Unless the fracture is minimally displaced, or in normal alignment, injuries of this kind are generally treated with surgery.
During surgery, a rod can be attached down through the middle of the tibia bone with interlocking screws at the ends of the fracture, to keep the fracture stabilized and to allow patients to bear light weight on the leg after the fracture is completely healed. Plates and screws can also be used, however this causes longer healing time as weight bearing must be limited.
In Silva’s case, he was taken into surgery at a local hospital in Las Vegas, where an intramedullary rod was inserted into his left tibia. Although Silva’s surgery was a successful one, there can be complications with these types of injuries.

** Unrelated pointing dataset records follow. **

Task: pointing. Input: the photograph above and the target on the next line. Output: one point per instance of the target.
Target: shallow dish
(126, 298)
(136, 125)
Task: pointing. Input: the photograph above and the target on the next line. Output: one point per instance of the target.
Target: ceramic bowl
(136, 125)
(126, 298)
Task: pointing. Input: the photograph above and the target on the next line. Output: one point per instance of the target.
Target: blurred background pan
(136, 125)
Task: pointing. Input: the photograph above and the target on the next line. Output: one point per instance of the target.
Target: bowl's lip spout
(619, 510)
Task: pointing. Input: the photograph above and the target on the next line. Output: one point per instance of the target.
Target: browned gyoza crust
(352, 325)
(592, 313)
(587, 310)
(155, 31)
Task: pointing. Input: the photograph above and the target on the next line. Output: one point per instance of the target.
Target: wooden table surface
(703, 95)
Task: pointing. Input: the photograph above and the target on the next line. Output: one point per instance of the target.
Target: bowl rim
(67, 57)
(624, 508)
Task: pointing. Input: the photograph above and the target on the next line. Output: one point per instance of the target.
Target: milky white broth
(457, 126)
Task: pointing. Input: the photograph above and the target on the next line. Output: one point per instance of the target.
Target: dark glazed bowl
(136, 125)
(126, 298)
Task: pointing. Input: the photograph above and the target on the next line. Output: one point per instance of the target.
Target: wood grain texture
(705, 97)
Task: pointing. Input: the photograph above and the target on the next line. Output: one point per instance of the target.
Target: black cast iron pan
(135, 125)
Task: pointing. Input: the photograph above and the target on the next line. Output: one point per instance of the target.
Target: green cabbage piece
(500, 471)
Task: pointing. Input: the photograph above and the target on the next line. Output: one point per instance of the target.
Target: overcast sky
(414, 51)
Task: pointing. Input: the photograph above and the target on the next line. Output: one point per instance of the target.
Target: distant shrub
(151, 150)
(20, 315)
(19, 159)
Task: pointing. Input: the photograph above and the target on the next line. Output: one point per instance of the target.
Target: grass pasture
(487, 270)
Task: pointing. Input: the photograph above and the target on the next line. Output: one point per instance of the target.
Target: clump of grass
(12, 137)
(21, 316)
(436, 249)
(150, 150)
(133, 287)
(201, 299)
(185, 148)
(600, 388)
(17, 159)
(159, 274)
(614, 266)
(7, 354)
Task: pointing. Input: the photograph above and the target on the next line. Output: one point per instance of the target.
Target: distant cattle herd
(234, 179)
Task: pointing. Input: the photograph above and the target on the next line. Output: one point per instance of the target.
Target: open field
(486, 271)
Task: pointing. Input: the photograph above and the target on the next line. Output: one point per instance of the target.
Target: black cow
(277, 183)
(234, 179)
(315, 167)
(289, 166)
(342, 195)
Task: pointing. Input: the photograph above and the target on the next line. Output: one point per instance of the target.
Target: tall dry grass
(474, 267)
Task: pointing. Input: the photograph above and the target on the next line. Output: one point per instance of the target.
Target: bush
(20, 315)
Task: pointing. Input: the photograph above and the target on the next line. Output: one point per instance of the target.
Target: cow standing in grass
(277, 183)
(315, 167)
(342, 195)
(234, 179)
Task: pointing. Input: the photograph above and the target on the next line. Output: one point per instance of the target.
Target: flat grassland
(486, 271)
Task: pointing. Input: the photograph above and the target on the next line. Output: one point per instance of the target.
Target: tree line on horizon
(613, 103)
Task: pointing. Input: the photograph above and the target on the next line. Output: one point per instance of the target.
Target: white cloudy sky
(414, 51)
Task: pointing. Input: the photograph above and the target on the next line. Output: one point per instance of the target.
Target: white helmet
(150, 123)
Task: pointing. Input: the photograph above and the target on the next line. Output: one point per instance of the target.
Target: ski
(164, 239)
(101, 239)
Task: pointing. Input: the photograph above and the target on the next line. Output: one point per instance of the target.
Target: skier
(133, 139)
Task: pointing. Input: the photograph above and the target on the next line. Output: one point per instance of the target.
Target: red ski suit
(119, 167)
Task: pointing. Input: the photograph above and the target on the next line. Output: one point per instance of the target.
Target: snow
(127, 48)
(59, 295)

According to Dr. Martin, in injuries with extensive fractures or multiple fracture pieces, nonunions can occur where the fractures do not heal. Nerve or vascular artery injuries can occur in open fractures, requiring additional repair from neurosurgeons or vascular surgeons, as well as extending healing time or requiring additional surgeries later on.
Recovery time for these injuries vary person-to-person. For all, extensive physical therapy is necessary to regain motion of the knee and ankle, as well as normal gait and strength of the leg. Some may require up to a year to fully recover, but athletes can typically return to sport within 6-9 months.
As for Anderson Silva, the UFC fanbase will be watching these next few months in his journey to recovery, awaiting a statement on his future plans.
Currently, Dr. Martin is the head team physician for the world champion Arizona Rattlers and team physician for Desert Vista High School. Previously, he served as part of the team medical staffs for the Carolina Panthers, Charlotte Knights, Joe Gibbs Racing Team and the University of North Carolina.